Do lado de lá, ao contrário do da maternidade, o céu do dia 28 de Agosto era outro. O tempo não parecia negro nem tempestuoso. Havia nuvens multicolores em perfeita harmonia com a Superlua dançante. Os homens de lá compravam tudo, até a vontade de Deus. O seu maior eleitorado estava nas igrejas dos líderes que no preciso instante saboreavam champanhe francês. O gosto do champanhe tinha duplo sabor: o da idade avançada do aniversariante e o da vitória nas urnas.

VizinhaNzala cuspia olhares vorazes, ameaçadores. Maria VaiComTodos estava entretida de mais para perceber os olhares reprovadores. Deus foi infeliz quando planeou o mundo – pensou a anciã. Gotas de sangue caíam sobre os pés inflamados da Maria VaiComTodos. A prosa estava boa e o sangue e as dores já não a incomodavam. Os três, sentados debaixo da casuarina, falavam sobre o século das luzes e a escuridão que teimava em cantar nos salões da África do século XXI.

– Como se vai chamar a nossa filha?

– Langidila! – Respondeu com a emoção marulhando-lhe os olhos.
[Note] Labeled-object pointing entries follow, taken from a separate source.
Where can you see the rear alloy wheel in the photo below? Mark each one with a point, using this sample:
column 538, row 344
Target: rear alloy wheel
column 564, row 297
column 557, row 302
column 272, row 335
OndjakiTransparente e ÁguaLustro entreolharam-se surpresos. Um déjà vu intenso fez com que o maluco poeta a olhasse pasmado. O chão estava manchado com sangue coagulado. Maria VaiComTodos manteve-se altiva, indomável e lúcida. «Só depois de recuperar a nossa dignidade é que podemos decidir se viramos ou não cristãos.» Distraída, pensava na frase que lera no Diário de Um Exílio Sem Regresso quando mais jovem. A leitura despertou-a para a independência. Desde então mudara de nome e personalidade; já não era aquela rapariga meiga e frágil que fazia silêncio perante as injustiças e confiava tudo ao Senhor. Tornou-se anarquista e passou a devorar livros proibidos.
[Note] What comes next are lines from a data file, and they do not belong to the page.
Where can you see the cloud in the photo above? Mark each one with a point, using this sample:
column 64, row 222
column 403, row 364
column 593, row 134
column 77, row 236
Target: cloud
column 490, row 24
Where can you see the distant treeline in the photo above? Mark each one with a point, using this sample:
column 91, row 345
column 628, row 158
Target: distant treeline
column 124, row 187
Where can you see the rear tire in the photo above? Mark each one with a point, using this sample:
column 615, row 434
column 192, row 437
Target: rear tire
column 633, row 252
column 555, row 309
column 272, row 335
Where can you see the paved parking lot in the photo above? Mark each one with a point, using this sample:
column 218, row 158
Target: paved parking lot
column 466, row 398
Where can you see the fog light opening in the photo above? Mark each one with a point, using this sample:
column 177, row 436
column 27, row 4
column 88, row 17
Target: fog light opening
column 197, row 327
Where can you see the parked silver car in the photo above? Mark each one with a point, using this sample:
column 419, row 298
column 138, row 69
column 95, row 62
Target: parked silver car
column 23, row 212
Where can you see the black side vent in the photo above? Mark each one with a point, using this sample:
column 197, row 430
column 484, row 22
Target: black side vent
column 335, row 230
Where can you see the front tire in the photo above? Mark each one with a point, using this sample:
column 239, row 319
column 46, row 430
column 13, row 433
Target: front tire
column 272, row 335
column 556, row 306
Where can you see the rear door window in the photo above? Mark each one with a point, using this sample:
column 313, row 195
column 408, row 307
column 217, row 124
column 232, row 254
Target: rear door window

Ao redor dos três, um grupo de mulheres, onde a VizinhaNzala se encontrava, sussurrava palavras de contestação. OndjakiTransparente olhava para Maria VaiComTodos com desejo. A maluquice cedeu um pouco, quando recordou que já fora um homem de família num passado glorioso. Num ápice, o seu falo com algum despudor rompera o fecho da calça. Algumas mulheres desandaram assombradas, as mais jovens observavam sorridentes.

Imaginou-a em casa, encostada ao sofá, despindo-se diante da televisão ligada. De pé, de lingerie, com um copo de vinho tinto junto aos lábios carnudos. Os pensamentos fluíam na cabeça de OndjakiTransparente. ÁguaLustro, calado, apontava cada detalhe no bloco de notas que trazia às mãos.

Os faróis dos carros iluminavam a entrada do hospital. Apesar do frio penetrante, grave e cortante, rostos pálidos e ensonados faziam a festa. A neblina e a escuridão pareciam mais carregadas, densas. No céu fúnebre, nevoeiro solto espraiava-se intenso. No portão da maternidade, enquanto Maria VaiComTodos, de pernas abertas, sonhava acordada, ficcionando OndjakiTransparente e ÁguaLustro, a anciã VizinhaNzala, com a ajuda de duas enfermeiras, limpava a recém-nascida.

Ouviu-se o primeiro choro de Langidila. A existência passou a fazer sentido, e Maria VaiComTodos sorria, indomável.